Miller kept his promise
After being burned so many times by them on offense, Miller promised Arizona’s defense would start drawing more charges moving forward.
What do you know, they drew four of them Tuesday, including at least two in which an Arizona defender slid in front of a guard to cut off a driving lane.
“That might be more than we’ve drawn all year,” Miller said. “We learned from the Stanford game, I’ve addressed it, I’ve talked about it, we’re working on it. Those four charges are big plays in the game, in today’s game, but it’s the first time we’ve started to do that. And when you start to do that, you become a better defensive team.”
A big reason Arizona won is because it won the turnover margin 19-8, those charges playing a big role in that.
The good Jordan Brown reappeared
Coming into this game, I noted that Brown had not scored in double figures in three straight games. Well, he made me look dumb because he had 15 points vs. Montana on 5 of 5 shooting.

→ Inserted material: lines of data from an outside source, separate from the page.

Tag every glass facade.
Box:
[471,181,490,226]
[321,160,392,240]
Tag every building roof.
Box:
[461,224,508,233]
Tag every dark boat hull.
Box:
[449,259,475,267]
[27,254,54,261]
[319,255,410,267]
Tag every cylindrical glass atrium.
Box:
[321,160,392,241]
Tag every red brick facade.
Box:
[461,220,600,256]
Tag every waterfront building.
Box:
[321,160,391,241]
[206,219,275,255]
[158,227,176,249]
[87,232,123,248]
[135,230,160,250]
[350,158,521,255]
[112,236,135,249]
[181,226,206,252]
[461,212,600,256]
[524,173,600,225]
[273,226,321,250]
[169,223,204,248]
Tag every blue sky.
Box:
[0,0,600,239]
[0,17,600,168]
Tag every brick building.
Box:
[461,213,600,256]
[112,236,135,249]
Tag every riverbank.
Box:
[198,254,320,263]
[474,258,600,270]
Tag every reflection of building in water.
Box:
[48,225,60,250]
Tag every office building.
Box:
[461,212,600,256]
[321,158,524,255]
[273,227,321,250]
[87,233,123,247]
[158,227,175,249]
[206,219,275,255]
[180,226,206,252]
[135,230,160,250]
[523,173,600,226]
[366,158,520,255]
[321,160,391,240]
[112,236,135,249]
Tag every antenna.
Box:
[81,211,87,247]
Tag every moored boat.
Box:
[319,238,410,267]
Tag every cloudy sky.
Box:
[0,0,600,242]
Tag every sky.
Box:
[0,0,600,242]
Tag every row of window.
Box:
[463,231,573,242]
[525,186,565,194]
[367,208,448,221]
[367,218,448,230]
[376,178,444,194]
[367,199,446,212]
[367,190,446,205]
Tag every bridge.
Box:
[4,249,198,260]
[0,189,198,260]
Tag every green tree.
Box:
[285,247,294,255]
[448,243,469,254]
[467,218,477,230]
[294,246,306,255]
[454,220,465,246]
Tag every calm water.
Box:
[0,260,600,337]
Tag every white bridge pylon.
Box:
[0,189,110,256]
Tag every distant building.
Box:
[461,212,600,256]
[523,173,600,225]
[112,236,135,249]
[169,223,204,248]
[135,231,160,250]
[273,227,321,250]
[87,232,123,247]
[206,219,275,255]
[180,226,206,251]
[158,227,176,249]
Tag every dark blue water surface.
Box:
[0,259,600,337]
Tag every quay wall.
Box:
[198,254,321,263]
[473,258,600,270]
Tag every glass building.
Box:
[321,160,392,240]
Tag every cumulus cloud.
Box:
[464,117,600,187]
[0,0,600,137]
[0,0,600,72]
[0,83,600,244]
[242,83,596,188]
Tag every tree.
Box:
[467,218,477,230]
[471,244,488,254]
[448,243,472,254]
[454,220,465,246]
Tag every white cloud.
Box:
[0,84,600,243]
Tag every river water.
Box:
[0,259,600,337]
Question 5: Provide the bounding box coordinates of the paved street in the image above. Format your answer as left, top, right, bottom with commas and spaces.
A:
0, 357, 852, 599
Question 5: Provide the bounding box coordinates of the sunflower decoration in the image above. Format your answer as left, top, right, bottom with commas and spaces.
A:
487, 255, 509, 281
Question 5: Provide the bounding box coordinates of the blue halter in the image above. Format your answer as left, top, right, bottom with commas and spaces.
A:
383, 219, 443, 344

He could have finished with even more if he didn’t miss four of his nine free throws.
At this point, it’s pretty clear how teams are trying to defend Brown on the low block: anticipate his moves and try to draw a charge.
Brown seem more measured when catching the ball around the basket this game, but still picked up an offensive foul (and a flagrant) in one instance by swinging an elbow into a defender’s face.
“He played a very good game, he just has to get smarter in certain areas.” Miller said. “The offensive fouls. At some point, it’s a little bit like our team drawing the charge tonight. You didn’t see that in the first five or six games, we adjusted, we became a better team because guys made those plays. Sometimes in and around the basket, it’s not hard turn, it’s having a little bit of a feel the guy is going to try to flop, take a charge on me, so I’m just going to turn softly and shoot a jump hook. Game experience helps that. We need him to get a little bit smarter in certain areas, and if he does, I think his game can really take off.”
Arizona players can finally sleep in
By NCAA rule, Arizona players now have three days off for Christmas break. While they will be staying in Tucson to limit their exposure to the coronavirus, they get a much-needed reprieve from their daily COVID-19 testing regimen.
“These guys have got to get tested every morning at 7:30,” Miller said. “Just not having to get up early I think is a victory for them at this point. I wish every one of them could go home for Christmas. I think we all kind of need a break, certainly they do. The way college basketball is right now, a lot of us are playing important conference games right at the beginning of the new year and at the end of December. We’re no different.”